In 2006, Beijing initiated a five-year Top 1000 Energy-Consuming Enterprises Program, targeting national enterprises with the highest energy consumption in a bid to cut energy use per unit of GDP by 20% by the end of 2010. Going after these enterprises alone was anticipated to offer 10-30% of necessary energy savings. Steel and cement – which in China lack the more efficient processes of their counterparts in other countries – were listed among the most energy-hungry of China’s industries.
Stumbling blocks
Many of the inefficiencies in steel generation for China’s smaller producers arise from the simple shortage of raw materials. The US has ample supplies of scrap steel to use in more efficient electric arc furnaces, but that’s not an option for China.
"There’s not enough scrap in the world to satisfy Chinese demand," said David Fridley at LBL. As a result, China generates 85% of its steel as primary steel, which Fridley says requires 74% more energy than scrap.
Cement production, meanwhile, suffers from its reliance on coal to generate intermediary materials as well as to mix the final product. Beijing has admitted that 500 million tons of China’s cement production is obsolete or inefficient, requiring more than double the amount of coal per ton of cement as a more modern facility.
This is not to say that drives to push the cement industry to higher levels of efficiency haven’t succeeded. In fact, more than half of China’s cement producers have adopted new kiln designs that are 30% more efficient than older models. An industry-wide turn to waste-heat power generation has also provided a 30% savings over coal power through the use of the process’s own heat to generate electricity. Further innovations in blended cements, and so-called alternative fuels and raw materials – using waste materials as fuel – have also reduced coal usage, said Holcim’s Riley.
Virtuous cycle
These techniques are helping the country reach its energy efficiency goals. According to US Department of Energy models, China will likely reduce its carbon intensity – the amount of carbon produced for each dollar of GDP – to 43% of 2005 levels by 2020. Despite these improvements, it still faces international criticism for its emissions and continues to balance its economic growth goals with the environmental impact of heavy industry.
"The [efficiency] gains are overwhelmed by an absolute increase in production," said Fridley at LBL. But as infrastructure-driven demand reaches its peak, such a breakneck pace of production will not last.
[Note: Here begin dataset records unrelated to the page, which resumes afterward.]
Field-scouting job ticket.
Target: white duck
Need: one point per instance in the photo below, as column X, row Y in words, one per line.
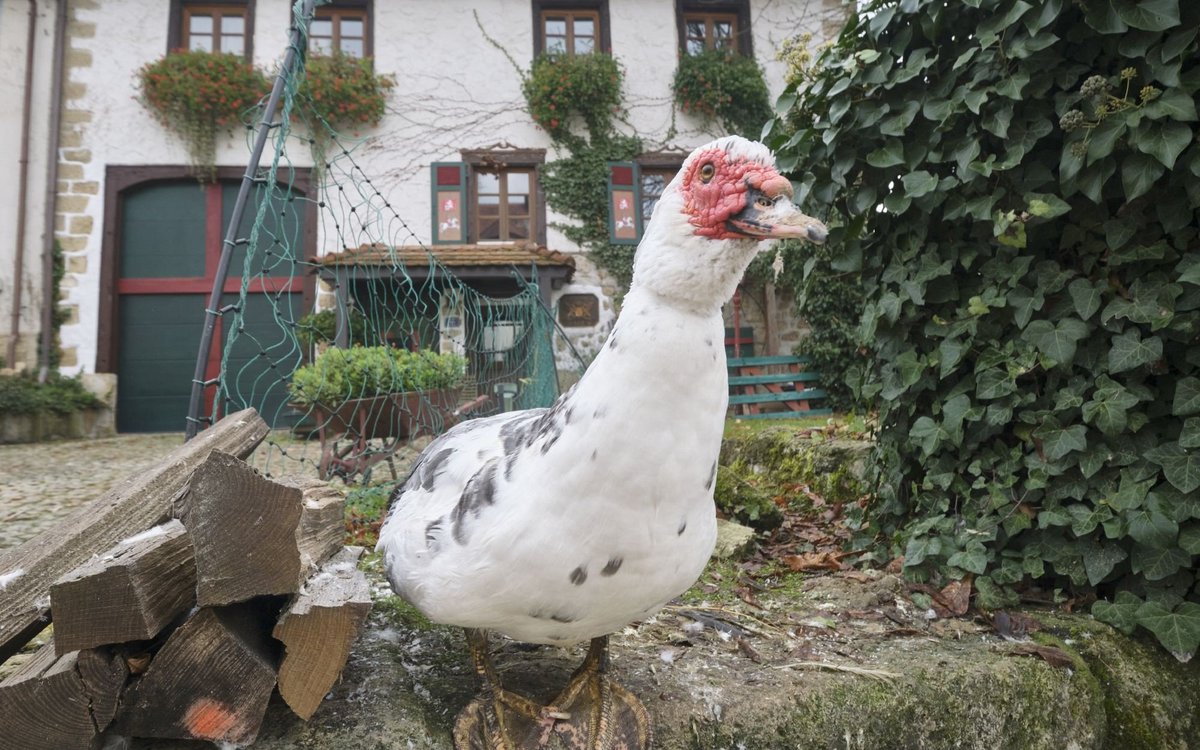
column 565, row 523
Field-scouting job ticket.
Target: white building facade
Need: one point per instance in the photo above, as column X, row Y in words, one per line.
column 459, row 70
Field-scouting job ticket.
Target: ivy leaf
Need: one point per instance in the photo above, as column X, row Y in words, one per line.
column 1150, row 15
column 972, row 559
column 1025, row 304
column 1157, row 563
column 1189, row 437
column 1187, row 397
column 919, row 183
column 1056, row 341
column 1121, row 612
column 1057, row 442
column 1129, row 351
column 1086, row 298
column 1179, row 630
column 1138, row 174
column 1132, row 492
column 1099, row 559
column 1164, row 142
column 1047, row 205
column 1173, row 103
column 921, row 547
column 1109, row 407
column 1189, row 539
column 1152, row 528
column 927, row 433
column 994, row 383
column 1181, row 467
column 889, row 155
column 1084, row 517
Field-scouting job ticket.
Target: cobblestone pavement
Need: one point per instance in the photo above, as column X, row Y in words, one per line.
column 42, row 483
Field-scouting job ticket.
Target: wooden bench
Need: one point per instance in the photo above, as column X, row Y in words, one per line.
column 756, row 382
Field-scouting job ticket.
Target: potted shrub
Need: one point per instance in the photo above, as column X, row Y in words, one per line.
column 197, row 94
column 378, row 391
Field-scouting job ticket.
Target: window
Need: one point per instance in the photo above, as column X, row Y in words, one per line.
column 491, row 196
column 340, row 29
column 215, row 28
column 654, row 180
column 706, row 31
column 573, row 33
column 706, row 25
column 570, row 28
column 504, row 204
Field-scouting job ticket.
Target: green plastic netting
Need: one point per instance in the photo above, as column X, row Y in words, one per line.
column 353, row 357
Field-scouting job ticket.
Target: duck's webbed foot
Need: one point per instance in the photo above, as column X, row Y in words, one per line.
column 595, row 713
column 592, row 713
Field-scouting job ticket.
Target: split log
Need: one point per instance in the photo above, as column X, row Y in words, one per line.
column 130, row 593
column 318, row 628
column 255, row 537
column 132, row 507
column 60, row 702
column 211, row 679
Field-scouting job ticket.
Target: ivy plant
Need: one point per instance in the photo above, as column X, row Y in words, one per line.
column 563, row 93
column 1021, row 204
column 723, row 85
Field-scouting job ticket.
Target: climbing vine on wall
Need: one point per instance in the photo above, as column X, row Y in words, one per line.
column 565, row 93
column 1023, row 203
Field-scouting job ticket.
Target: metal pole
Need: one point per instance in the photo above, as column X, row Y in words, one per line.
column 239, row 208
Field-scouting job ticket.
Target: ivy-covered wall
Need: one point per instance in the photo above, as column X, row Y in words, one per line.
column 1019, row 186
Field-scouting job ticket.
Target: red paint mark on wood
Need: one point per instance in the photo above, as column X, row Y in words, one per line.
column 208, row 719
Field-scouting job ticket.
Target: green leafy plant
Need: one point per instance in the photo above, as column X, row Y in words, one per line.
column 345, row 91
column 831, row 303
column 723, row 85
column 197, row 94
column 22, row 394
column 321, row 327
column 563, row 91
column 561, row 88
column 1032, row 288
column 364, row 372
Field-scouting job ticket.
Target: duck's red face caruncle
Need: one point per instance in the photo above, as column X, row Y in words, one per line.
column 730, row 198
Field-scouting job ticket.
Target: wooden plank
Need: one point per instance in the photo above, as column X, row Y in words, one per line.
column 130, row 593
column 820, row 412
column 813, row 394
column 318, row 629
column 783, row 377
column 211, row 679
column 60, row 702
column 762, row 361
column 132, row 507
column 256, row 537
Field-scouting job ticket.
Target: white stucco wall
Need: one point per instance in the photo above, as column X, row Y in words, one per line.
column 15, row 21
column 455, row 90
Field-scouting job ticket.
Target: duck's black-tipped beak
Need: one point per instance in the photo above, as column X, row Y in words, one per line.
column 775, row 217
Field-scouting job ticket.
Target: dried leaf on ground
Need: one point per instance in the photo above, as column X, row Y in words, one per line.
column 1051, row 655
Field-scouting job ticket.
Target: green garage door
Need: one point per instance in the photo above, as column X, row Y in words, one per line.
column 168, row 247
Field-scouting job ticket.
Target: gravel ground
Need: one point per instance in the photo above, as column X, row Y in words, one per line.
column 42, row 483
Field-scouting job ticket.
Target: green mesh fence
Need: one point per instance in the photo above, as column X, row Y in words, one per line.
column 357, row 351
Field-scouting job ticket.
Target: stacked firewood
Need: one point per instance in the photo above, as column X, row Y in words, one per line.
column 180, row 601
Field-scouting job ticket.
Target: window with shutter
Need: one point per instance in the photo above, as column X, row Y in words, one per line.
column 448, row 181
column 624, row 203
Fortunately for heavy industry, the coming end of the infrastructure boom will also mean the resolution of some of its most pressing environmental and logistical issues. As better infrastructure is put into use, industries will find the process of transporting raw materials and finished products simplified and improved: Rail offers a considerably more energy-efficient alternative to trucks, and where necessary, road transport can benefit from faster and safer new roads.
Minimizing the costs and environmental impacts of transportation and logistics is a positive consequence of China’s infrastructure development and a major impetus for the intense demand for cement and steel.
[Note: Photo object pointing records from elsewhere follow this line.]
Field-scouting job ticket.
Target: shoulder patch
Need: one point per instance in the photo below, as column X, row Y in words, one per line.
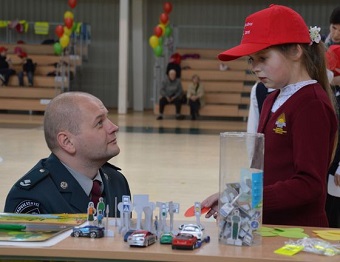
column 32, row 178
column 28, row 207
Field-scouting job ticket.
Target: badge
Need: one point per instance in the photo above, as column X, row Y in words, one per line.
column 63, row 185
column 28, row 207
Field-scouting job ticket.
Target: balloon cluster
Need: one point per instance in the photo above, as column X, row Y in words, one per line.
column 162, row 30
column 64, row 31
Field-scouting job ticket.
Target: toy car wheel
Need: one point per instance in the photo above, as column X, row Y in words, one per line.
column 207, row 239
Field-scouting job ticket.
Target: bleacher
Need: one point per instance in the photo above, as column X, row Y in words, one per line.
column 227, row 93
column 52, row 77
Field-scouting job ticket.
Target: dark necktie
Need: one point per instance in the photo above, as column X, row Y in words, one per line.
column 96, row 192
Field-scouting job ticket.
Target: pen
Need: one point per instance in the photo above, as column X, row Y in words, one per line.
column 12, row 227
column 34, row 227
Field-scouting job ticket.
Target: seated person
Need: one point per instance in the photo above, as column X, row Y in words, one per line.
column 174, row 63
column 195, row 96
column 5, row 66
column 28, row 68
column 81, row 139
column 171, row 93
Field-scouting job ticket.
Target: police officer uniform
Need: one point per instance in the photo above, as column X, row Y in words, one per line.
column 49, row 188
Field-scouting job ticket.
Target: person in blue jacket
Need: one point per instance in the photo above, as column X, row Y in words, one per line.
column 81, row 139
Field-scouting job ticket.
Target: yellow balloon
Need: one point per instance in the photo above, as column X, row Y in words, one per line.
column 64, row 40
column 68, row 14
column 67, row 31
column 163, row 28
column 153, row 41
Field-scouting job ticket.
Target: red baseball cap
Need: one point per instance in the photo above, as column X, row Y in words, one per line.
column 22, row 54
column 274, row 25
column 333, row 59
column 2, row 48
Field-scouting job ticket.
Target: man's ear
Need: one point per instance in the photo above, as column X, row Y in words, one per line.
column 65, row 141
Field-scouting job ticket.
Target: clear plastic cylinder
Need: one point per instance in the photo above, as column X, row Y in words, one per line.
column 240, row 188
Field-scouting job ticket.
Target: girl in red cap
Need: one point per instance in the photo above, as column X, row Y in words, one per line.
column 5, row 66
column 298, row 120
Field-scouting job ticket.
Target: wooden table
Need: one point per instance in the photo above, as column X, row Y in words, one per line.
column 115, row 249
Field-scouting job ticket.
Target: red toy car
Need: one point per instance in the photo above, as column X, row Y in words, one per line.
column 184, row 241
column 142, row 238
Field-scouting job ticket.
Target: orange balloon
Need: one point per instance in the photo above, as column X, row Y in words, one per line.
column 164, row 18
column 72, row 3
column 64, row 40
column 67, row 31
column 59, row 30
column 68, row 14
column 68, row 22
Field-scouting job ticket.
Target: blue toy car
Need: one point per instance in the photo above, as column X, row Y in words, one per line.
column 88, row 231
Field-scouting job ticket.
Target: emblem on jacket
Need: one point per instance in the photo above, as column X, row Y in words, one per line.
column 26, row 182
column 280, row 124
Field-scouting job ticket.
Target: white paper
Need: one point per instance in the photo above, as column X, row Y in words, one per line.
column 333, row 190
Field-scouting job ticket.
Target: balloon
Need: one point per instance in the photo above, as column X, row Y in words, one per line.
column 57, row 48
column 68, row 14
column 67, row 31
column 164, row 18
column 59, row 30
column 160, row 40
column 72, row 3
column 68, row 22
column 153, row 41
column 158, row 50
column 64, row 40
column 158, row 31
column 167, row 7
column 168, row 31
column 74, row 27
column 163, row 28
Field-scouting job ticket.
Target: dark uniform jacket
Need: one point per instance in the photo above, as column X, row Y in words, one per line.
column 49, row 188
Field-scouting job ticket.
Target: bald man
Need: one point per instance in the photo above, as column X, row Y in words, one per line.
column 81, row 139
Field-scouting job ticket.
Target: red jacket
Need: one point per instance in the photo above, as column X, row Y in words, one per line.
column 299, row 141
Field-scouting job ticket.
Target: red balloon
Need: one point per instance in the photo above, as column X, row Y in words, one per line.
column 68, row 22
column 158, row 31
column 167, row 7
column 164, row 18
column 72, row 3
column 59, row 30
"[Heavy industry is] a lot more multifaceted than just supply issues – it’s about consistency and delivery availability," said Citi’s Wrigglesworth.
The focus of next month’s special report, China’s logistical networks have long struggled to minimize costs and ensure goods are transported to where they need to be. As the key to infrastructure development, cement and steel have laid the foundation for China’s growth for years to come.